Selasa, 27 Juli 2010 aku dan rekanku Puji Santoso berangkat ke Ketapang, kalianda-Lamsel untuk melakukan studi banding dalam hal pembudidayaan rumput laut.Lokasi yang tidak begitu jauh, hanya membutuhkan waktu 4 jam perjalanan dari Serang-Banten.
Lokasi Pematang tidak jauh dari pelabuhan Bakauheni Lampung, hanya berjarak tempuh 5 km saja. Di sana hampir 70% nelayan beralih profesi dari nelayan ikan menjadi petani yang menanam rumput laut. Tak hayal, hal ini terjadi ternyata karena rumput laut memiliki hasil yang lebih menjanjikan bagi mereka, dan masa panen yang tidak membutuhkan waktu lama dan perawatan yang khusus. Cukup dikeluhkan bagi pengepul Ikan.hehehe
Studi banding ini dilakukan karena ada beberapa hal yang menurut aku tidak bisa dicapai alias belum mencapai target dari proses panen pertama yang temen2 alami di Pontang Serang-Banten. Berangkat dari rasa penasaran dan keinginan yang lebih untuk tau kenapa bisa terjadi hal demikian, aku dan rekanku mencari tau dengan melakukan perbandingan selama sehari penuh di Lampung.
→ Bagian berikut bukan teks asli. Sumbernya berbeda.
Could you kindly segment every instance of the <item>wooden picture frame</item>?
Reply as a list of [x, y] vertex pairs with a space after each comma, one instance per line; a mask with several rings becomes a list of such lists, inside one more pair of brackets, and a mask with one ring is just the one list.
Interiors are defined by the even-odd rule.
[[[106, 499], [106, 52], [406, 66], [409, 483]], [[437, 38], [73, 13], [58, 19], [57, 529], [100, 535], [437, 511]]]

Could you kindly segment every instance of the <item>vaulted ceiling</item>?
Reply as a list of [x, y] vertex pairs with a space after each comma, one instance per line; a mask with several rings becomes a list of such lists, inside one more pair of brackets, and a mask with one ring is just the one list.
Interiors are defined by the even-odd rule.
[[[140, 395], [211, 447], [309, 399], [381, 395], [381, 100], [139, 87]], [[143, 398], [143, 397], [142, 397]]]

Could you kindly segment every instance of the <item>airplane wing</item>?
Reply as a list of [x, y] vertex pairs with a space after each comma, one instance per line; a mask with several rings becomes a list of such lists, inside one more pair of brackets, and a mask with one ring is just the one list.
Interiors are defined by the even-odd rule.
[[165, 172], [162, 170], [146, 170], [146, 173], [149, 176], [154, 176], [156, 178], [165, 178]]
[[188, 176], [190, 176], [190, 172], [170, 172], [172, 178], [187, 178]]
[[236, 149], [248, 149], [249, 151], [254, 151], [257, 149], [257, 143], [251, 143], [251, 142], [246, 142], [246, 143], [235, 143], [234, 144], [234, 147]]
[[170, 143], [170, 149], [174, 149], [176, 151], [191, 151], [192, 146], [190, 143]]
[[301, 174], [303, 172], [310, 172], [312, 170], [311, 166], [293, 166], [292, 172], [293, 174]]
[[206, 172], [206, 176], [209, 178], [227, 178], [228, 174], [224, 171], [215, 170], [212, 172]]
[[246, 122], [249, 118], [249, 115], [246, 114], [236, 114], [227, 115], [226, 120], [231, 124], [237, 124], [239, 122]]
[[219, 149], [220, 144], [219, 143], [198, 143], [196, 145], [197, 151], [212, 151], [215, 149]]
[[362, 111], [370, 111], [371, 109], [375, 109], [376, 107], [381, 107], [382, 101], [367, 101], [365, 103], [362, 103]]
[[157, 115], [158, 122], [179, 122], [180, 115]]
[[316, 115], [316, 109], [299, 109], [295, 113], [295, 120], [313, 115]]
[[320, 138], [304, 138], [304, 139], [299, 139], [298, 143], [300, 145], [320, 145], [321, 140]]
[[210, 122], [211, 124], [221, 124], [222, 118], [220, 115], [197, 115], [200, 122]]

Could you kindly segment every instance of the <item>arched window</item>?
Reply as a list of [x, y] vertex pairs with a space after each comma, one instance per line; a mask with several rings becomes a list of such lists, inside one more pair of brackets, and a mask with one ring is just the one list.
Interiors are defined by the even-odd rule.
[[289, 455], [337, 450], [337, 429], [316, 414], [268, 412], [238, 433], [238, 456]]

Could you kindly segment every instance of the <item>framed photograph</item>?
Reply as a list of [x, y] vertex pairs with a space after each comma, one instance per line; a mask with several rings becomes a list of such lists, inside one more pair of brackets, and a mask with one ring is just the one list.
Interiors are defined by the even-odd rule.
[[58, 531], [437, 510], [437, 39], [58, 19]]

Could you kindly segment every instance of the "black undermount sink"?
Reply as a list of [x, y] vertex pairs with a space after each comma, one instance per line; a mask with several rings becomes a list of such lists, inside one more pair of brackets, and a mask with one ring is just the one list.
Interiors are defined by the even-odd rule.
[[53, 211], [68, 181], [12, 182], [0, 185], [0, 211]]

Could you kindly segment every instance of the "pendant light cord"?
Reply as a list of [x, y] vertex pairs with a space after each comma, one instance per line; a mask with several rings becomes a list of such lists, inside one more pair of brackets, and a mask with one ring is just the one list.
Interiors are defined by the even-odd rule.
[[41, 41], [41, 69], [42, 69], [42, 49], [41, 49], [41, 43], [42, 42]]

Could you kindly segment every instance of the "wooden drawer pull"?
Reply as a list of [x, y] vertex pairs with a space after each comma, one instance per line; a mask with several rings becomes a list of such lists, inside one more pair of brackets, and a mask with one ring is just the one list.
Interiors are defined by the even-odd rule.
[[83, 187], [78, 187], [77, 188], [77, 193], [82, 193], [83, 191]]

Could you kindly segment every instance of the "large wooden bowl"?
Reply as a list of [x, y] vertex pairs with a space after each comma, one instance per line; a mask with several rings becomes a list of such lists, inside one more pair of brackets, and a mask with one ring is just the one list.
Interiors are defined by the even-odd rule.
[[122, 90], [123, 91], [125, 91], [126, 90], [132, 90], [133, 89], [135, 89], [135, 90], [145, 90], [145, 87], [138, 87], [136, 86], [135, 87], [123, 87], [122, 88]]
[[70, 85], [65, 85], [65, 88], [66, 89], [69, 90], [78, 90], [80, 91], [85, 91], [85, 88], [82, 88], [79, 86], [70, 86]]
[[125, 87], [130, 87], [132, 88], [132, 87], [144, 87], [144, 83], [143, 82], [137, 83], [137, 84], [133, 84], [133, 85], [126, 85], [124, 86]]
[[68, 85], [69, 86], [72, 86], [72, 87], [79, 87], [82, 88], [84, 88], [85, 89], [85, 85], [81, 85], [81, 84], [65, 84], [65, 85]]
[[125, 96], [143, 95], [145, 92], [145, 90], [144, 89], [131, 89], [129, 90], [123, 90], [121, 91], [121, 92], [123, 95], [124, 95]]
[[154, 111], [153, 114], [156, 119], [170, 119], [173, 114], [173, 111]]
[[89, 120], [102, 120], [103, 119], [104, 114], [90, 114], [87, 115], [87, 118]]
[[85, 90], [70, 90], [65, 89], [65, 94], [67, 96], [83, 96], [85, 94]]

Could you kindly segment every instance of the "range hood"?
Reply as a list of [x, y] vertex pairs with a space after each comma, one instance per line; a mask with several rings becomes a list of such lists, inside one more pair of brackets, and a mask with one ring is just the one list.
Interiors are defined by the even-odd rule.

Mengesankan, aku di sana hanya memakan waktu satu hari saja dan sudah memperoleh jawaban atas beberapa hal yang mengganggu terkait budidaya rumput laut. Dengan melakukan survei di 3 tempat saja : Pematang, Kampung sawah, dan Pematang barat, kami melihat beberapa hal yang ternyata menarik kami untuk mendalami. khususnya dalam hal tekhnis penanaman dan perawatan. Misal : dalam hal penanaman di laut lepas, ternyata membutuhkan tali penahan yang kencang, dan tali yang 4mm di double, yang bertujuan agar rumput yang ditanam tidak mudah patah dan lepas. Selain itu, pemasangan tali utama haruslah kencang, serta posisi rumput laut harus maksimal 5 cm dari permukaan laut. artinya harus ada penambahan pelampung dalam setiap titik rumpun, tujuannya agar rumput tidak mudah terkena lumpur dan hewan laut yang hidup di dasar laut.
Hal lain yang harus di perhatikan juga adalah pemasangan jaring di sekitar lokasi penanaman rumput. hal ini bertujuan agar rumput yang patah atau lepas dari ikatan tidak terbuang terbawa ombak, tetapi tetap bisa diselamatkan melalui jaring tesebut. Tujuannya pun untuk meminimalkan rumput yang hilang.
Ada beberapa varian yang ditaman disana, seperti cottonni Jumbo, sprite (seperti pada gambar), dan cottonni merah. Jenis tersebut sangat cocok ditaman di perairan Pematang, karena kondisi air yang masih sangat besih dan belum terkontaminasi dengan limbah industri seperti di Banten. Ini juga yang menyebabkan mengapa pertumbuhannya sangat berbeda dengan di Banten.
Untuk harga bibit, tenyata mengalami perbedaan yang sangat jauh, untuk wilayah Banten, perkilo bibit bisa mencapai Rp.2500,-, sedangakn untuk Pematang harga hanya mencapai Rp.1500,-. Cukup selisih jauh juga untuk harga bibit. Dan untuk penjualan sendiri, harganya lumayan lebih mahal di Pematang. Untuk harga kering asin, Rp.11000,-, kering putih Rp.16000,-. Selisih seribu samapi dua ribu rupiah lebih mahal Pematang.